This repo contains my course project for the Coursera course "Getting and Cleaning data" of August 2015
Please, in order to run the program run_analysis.R, make sure your working directory is the one containing the downloaded UCI HAR Dataset. The run_analysis.R file extracts the file from UCI HAR Dataset, creates two data frames, one for the train set and the other for the test train. It already assigns both the column names using the variables given in the features.txt. The through rbind() command it merges the two data frames. For extracting only the variables regarding mean and standard deviation, the function grep was used. Then a second data frame was created with only those "interesting variables" and of course Subject ids and Activity labels. Then, to substitute the activity labels with proper names describing the activity, I created a factor that had as levels the values in the file "activity_labels.txt" in the same order. With the function mutate it was then possible to substitute the activity labels' column with an actual activity names' column.

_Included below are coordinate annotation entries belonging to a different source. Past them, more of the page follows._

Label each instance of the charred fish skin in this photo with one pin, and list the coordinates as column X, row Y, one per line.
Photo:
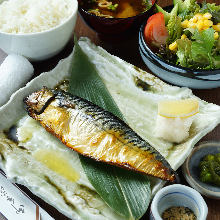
column 95, row 132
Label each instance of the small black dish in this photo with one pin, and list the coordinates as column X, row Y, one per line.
column 191, row 169
column 174, row 74
column 114, row 26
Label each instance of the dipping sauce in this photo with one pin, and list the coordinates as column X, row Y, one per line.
column 178, row 213
column 116, row 8
column 210, row 169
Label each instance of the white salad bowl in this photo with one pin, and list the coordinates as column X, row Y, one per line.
column 41, row 45
column 178, row 195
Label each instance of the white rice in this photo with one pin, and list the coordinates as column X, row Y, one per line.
column 31, row 16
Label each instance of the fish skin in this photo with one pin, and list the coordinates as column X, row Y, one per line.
column 95, row 133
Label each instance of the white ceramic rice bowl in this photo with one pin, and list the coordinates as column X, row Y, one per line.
column 41, row 45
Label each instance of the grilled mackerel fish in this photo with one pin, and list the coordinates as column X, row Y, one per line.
column 95, row 133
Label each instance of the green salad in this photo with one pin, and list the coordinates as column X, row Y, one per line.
column 188, row 35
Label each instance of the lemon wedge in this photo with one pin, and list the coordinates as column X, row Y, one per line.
column 178, row 108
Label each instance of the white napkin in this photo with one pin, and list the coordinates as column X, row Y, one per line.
column 15, row 71
column 17, row 205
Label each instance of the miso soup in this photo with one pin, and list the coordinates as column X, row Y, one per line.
column 116, row 8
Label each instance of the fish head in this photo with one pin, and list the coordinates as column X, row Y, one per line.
column 37, row 101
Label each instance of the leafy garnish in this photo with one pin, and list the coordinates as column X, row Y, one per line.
column 113, row 7
column 184, row 52
column 186, row 8
column 213, row 9
column 174, row 28
column 126, row 192
column 202, row 47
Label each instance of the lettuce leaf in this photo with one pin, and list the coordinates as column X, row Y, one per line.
column 213, row 9
column 184, row 52
column 174, row 28
column 202, row 47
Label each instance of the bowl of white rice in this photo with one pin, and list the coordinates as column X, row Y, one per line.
column 38, row 29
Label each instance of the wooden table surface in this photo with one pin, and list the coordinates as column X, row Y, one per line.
column 126, row 49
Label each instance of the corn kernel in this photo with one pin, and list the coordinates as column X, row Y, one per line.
column 173, row 46
column 208, row 23
column 185, row 24
column 205, row 27
column 207, row 15
column 183, row 37
column 216, row 27
column 200, row 25
column 191, row 24
column 199, row 16
column 216, row 35
column 194, row 19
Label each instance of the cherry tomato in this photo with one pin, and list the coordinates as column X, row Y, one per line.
column 155, row 32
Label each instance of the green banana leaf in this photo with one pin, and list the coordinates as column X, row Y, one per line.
column 126, row 192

At the end, to have a tidy data frame with the means per subject per activity, I used in a cycle for on the 86 interesting variables the function tapply with indexes both Subject and Activity.
If you want to see my final dataset, change your working directory into the one where you downloaded it and run in R studio:
data <- read.table("final_dataset.txt", header = TRUE)
and then View(data)
In the CodeBook.md file there is explained why I chose such names for the tidy dataset and all the procedure in detail I followed to perform the cleaning.